Time and time again he (1) never let go of his goals and ambitions for
computers+humans and (2) was not afraid to make big bold decisions that went
against the grain. Steve had a long term vision that he held on to and pursued
relentlessly for decades. People who say his success was (even in small part)
due to "luck" are just trying to make themselves feel better about their own
shortcomings.

------
thaumaturgy
An article in which a failed and undistinguished businessman attributes
another businessman's immense successes to "luck".

------
sunnybythesea
"I believe luck is preparation meeting opportunity. If you hadn't been
prepared when the opportunity came along, you wouldn't have been 'lucky.'" \-
Oprah Winfrey

------
olgeni
> Hard drives are now infinitely big. Microchips are almost infinitely small.
> And everybody is connected.

And we still pay $99 for the privilege of using our own devices, while waiting
for 3 weeks reviews based on borderline useless "guidelines". In-app purchase
codes (extremely complex _strings_ , you know...) take only a week or two.

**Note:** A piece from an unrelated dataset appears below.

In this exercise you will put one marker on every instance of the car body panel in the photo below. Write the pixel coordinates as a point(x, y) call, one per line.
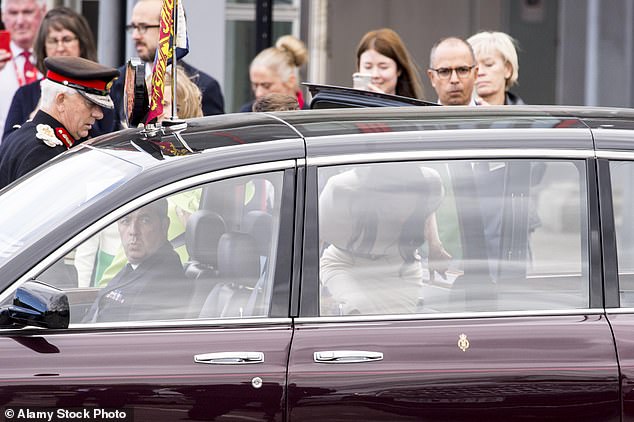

Perhaps there's more than enough room to innovate and grow.

------
jedmeyers
All WSOP Main Event winners are really lucky if you look at their hand history
retrospectively. However, you still have to me a damn good player in order for
luck to help you become the winner.

------
LandoCalrissian
Steve Jobs had Steve Wozniak, that's what mattered.

------
sbmassey
Lucky like a fox.

------
ErikHuisman
nonsense